Like Brown, Cameron and Clegg intend to continue giving the banks all they want. In June 2006, Cameron hailed “the victory of capitalism, privatisation and liberalisation”. In September 2007 he said, “the world economy is more stable than for a generation.”
The ‘Left’ begged us to vote bankers’ party Labour – rather than bankers’ party LibDem or bankers’ party Tory; that is, to back the bankers against the working class. (In the ConDem manifesto, the word industry appears just once – after the word banking.) The corporate state is absorbing the parliamentary parties into a state where there is effectively no choice at all.
With no choice within the system, there is no democracy. All the state’s parties are for capital’s maximum freedom, which means – cut public spending, destroy industry, bail out the bankers and the EU, ally with the USA for wars across the world, embrace elections to a rotten parliament. The three lowest turnouts since 1945 have been the last three, and this time “None of the Above” represented 35 per cent, more than any party.
Tories, Labour, LibDems, SNP, Plaid, Respect, BNP, all lost the election; all are disappointed. But they will make sure that we lose more, as investment, industry and services are cut to bail out the bankers. We have our orders: EU Commissioner for Monetary Affairs Olli Rehn says, “The first thing a new government has got to do is to agree a convincing and detailed programme of debt consolidation. It is by far the foremost challenge for a new government. I trust that whatever the colour of the government it will take
this measure.”
So whoever won, we would still have seen the same kind of savage attack. Labour will never bring socialism.
The City of London and the EU won the election. They still rule us - and who ever voted for them? The ConDem government will continue the City’s rule, and ruin, of our economy, while we permit it.
The government wants to prevent parliament from ever ousting it. The rule that 55 per cent of MPs would be needed to vote down the government would give the Conservatives a blocking minority, so they could rule when a majority of MPs oppose them. So Nick Griffin lost, all 12 BNP councillors in Barking lost – good. Now let’s focus on the real fascist threat, the denial of democracy coming from Parliament.
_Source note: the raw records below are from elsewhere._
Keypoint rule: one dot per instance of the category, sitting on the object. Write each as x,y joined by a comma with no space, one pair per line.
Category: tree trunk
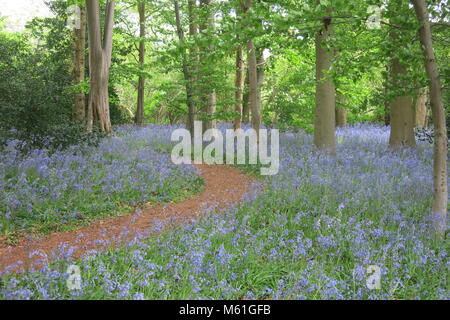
210,99
186,72
440,129
194,61
387,110
246,97
239,85
254,94
324,122
402,111
100,62
341,112
421,110
139,118
261,74
254,100
79,112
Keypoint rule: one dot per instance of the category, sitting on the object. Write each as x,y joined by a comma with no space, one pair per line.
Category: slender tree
99,64
325,122
341,111
210,99
194,62
254,102
139,117
239,87
401,107
440,199
79,65
186,71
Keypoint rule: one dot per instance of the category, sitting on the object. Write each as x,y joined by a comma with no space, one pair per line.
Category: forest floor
224,187
316,230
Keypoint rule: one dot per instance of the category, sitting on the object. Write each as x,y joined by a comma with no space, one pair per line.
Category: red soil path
224,187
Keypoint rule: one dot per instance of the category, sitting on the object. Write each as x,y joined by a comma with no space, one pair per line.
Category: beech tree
401,107
186,72
79,65
139,117
99,64
324,121
440,199
254,88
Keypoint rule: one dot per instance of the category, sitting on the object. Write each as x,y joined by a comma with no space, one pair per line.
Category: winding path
224,187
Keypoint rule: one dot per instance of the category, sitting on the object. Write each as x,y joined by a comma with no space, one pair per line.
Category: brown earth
224,187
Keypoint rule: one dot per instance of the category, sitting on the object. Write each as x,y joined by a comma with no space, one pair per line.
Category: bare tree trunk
186,71
421,110
254,101
194,61
253,95
239,85
100,62
402,111
324,122
79,112
440,129
245,99
260,73
211,99
341,112
139,117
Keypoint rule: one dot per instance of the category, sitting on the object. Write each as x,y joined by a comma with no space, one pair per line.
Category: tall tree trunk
139,117
245,99
239,87
254,95
210,99
194,61
420,108
260,73
402,111
341,112
186,71
324,122
79,112
440,129
100,62
254,101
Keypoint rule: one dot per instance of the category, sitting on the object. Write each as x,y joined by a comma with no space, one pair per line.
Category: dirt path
225,187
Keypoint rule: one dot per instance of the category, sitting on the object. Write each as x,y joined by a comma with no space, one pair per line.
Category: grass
43,192
311,233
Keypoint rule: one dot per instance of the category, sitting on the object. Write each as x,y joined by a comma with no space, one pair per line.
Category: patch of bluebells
310,233
82,182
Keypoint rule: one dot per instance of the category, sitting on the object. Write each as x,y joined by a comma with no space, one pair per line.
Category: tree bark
194,61
341,112
210,99
402,111
186,71
79,112
139,117
421,110
239,85
324,122
245,101
440,129
254,101
253,95
99,63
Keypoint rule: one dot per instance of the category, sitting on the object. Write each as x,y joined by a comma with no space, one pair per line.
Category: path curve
224,187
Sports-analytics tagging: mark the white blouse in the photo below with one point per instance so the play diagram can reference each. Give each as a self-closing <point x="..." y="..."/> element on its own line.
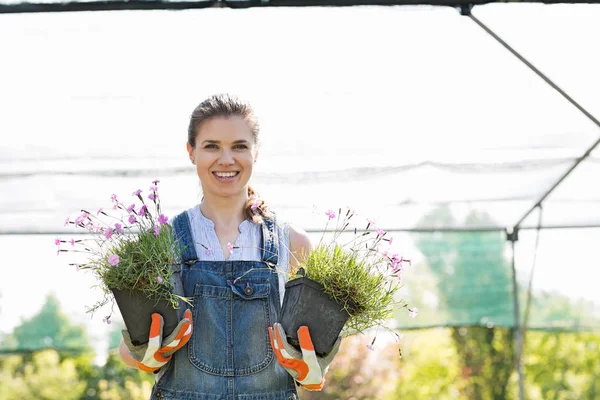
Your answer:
<point x="246" y="246"/>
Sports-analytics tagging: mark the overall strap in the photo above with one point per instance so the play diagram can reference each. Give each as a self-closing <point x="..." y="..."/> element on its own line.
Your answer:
<point x="182" y="232"/>
<point x="270" y="241"/>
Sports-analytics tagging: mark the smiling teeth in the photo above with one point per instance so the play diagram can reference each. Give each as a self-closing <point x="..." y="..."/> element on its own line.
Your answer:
<point x="226" y="174"/>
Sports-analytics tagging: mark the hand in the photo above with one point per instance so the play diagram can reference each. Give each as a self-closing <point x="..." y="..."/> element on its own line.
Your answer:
<point x="153" y="355"/>
<point x="308" y="369"/>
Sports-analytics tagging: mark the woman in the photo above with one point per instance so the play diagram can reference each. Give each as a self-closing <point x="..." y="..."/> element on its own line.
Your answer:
<point x="235" y="260"/>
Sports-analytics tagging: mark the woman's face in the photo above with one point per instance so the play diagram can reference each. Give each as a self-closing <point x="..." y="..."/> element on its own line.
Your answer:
<point x="224" y="155"/>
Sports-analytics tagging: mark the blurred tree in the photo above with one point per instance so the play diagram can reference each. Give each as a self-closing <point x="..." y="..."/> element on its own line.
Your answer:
<point x="45" y="377"/>
<point x="49" y="328"/>
<point x="430" y="367"/>
<point x="358" y="373"/>
<point x="562" y="366"/>
<point x="475" y="287"/>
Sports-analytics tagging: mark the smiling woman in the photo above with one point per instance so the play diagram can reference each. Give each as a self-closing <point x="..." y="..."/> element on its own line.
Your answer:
<point x="235" y="261"/>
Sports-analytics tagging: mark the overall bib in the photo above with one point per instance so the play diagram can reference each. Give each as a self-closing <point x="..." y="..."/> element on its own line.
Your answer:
<point x="229" y="355"/>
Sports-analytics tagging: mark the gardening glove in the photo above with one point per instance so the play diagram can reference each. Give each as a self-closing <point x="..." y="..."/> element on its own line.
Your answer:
<point x="153" y="355"/>
<point x="305" y="367"/>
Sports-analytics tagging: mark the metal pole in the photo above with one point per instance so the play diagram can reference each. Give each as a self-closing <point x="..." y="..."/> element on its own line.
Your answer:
<point x="518" y="335"/>
<point x="467" y="11"/>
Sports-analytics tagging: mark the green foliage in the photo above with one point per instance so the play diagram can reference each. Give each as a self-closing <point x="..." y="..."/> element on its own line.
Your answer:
<point x="430" y="369"/>
<point x="367" y="295"/>
<point x="48" y="328"/>
<point x="359" y="374"/>
<point x="44" y="377"/>
<point x="475" y="288"/>
<point x="562" y="366"/>
<point x="146" y="263"/>
<point x="116" y="381"/>
<point x="355" y="272"/>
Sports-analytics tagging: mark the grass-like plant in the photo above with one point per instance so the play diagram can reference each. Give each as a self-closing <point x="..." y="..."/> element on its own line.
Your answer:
<point x="135" y="251"/>
<point x="357" y="270"/>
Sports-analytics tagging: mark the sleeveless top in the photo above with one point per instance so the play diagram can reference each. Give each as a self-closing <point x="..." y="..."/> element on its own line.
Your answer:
<point x="246" y="246"/>
<point x="229" y="355"/>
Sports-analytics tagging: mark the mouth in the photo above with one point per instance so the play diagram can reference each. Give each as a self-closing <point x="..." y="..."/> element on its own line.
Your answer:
<point x="226" y="176"/>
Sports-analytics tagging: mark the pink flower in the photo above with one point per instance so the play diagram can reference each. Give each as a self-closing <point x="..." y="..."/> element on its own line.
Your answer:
<point x="413" y="312"/>
<point x="80" y="219"/>
<point x="113" y="259"/>
<point x="113" y="198"/>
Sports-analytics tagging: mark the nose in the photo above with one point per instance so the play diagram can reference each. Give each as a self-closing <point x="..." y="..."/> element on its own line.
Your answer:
<point x="226" y="158"/>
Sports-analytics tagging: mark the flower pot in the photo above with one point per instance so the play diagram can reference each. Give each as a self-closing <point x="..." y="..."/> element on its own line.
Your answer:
<point x="305" y="303"/>
<point x="137" y="309"/>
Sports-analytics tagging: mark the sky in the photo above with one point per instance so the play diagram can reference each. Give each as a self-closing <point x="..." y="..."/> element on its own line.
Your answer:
<point x="96" y="103"/>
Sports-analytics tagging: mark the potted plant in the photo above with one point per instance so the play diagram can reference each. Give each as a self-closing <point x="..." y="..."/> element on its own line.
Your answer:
<point x="135" y="260"/>
<point x="346" y="285"/>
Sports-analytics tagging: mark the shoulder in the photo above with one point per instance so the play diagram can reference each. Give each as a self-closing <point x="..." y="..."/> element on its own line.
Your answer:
<point x="300" y="244"/>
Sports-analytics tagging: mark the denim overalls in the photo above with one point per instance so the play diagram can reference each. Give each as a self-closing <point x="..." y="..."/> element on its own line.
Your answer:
<point x="229" y="355"/>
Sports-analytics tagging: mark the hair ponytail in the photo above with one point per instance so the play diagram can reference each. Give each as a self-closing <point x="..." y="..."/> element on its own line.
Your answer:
<point x="261" y="209"/>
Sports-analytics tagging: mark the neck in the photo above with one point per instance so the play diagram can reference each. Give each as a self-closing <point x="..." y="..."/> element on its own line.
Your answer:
<point x="224" y="212"/>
This is the prospect, unless workers act to change Britain for the better. Is our class going to stand for it?
We say:
Support Britain’s independence; get out of the EU and NATO.
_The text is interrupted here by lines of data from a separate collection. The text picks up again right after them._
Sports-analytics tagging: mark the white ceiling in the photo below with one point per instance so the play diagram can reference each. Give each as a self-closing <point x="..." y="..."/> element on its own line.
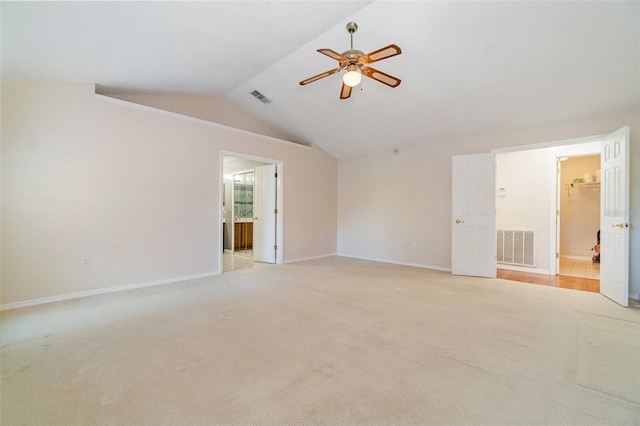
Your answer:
<point x="466" y="68"/>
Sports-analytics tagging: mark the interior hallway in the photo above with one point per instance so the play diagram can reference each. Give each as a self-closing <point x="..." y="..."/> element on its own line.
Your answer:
<point x="574" y="274"/>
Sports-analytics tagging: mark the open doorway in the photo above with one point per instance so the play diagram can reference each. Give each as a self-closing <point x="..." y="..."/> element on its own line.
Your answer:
<point x="251" y="202"/>
<point x="544" y="207"/>
<point x="578" y="216"/>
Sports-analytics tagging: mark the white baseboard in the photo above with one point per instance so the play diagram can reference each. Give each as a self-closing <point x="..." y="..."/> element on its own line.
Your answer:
<point x="415" y="265"/>
<point x="571" y="257"/>
<point x="302" y="259"/>
<point x="523" y="269"/>
<point x="105" y="290"/>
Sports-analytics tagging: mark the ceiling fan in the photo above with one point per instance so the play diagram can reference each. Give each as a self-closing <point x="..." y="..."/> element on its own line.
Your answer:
<point x="355" y="62"/>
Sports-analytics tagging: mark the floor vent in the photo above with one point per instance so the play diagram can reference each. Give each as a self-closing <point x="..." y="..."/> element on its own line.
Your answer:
<point x="516" y="247"/>
<point x="262" y="98"/>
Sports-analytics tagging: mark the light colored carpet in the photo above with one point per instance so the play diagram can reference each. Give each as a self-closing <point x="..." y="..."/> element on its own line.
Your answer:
<point x="328" y="341"/>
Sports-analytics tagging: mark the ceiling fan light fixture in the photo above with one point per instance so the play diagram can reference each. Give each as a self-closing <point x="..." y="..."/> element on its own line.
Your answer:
<point x="352" y="77"/>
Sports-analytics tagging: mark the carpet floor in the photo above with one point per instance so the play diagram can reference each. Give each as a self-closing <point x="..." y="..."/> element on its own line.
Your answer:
<point x="328" y="341"/>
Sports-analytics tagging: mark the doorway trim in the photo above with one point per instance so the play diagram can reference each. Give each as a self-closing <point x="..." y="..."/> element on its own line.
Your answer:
<point x="279" y="202"/>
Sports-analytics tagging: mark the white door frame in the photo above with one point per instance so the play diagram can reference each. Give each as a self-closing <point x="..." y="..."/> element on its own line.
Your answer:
<point x="280" y="201"/>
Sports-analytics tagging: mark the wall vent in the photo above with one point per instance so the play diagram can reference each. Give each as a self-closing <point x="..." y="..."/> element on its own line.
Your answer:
<point x="516" y="247"/>
<point x="262" y="98"/>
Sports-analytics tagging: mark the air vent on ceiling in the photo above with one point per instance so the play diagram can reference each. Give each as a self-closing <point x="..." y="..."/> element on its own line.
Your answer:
<point x="262" y="98"/>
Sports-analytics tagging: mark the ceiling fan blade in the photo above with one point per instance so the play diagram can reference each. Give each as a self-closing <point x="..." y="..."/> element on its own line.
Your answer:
<point x="330" y="53"/>
<point x="384" y="53"/>
<point x="345" y="92"/>
<point x="319" y="76"/>
<point x="387" y="79"/>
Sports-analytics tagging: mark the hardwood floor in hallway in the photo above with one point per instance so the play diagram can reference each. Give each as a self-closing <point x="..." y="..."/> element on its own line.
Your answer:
<point x="562" y="281"/>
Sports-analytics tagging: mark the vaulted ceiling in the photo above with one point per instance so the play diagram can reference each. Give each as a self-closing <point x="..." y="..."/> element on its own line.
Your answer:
<point x="466" y="67"/>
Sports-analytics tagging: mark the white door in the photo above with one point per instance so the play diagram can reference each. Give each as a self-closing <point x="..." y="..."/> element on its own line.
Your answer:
<point x="474" y="210"/>
<point x="264" y="214"/>
<point x="614" y="217"/>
Support the pound and oppose joining the euro.
Support industry and invest in it, especially in our energy industries to ensure energy supply.
Support our public services and oppose anti-social, pro-capital public–private partnership schemes.
Support strong trade unions and oppose Thatcher’s and Brown’s anti-union laws.
Support a united Britain and oppose its EU-driven break-up by devolution and regionalisation.
Support controls on the movement of capital, goods, services and labour.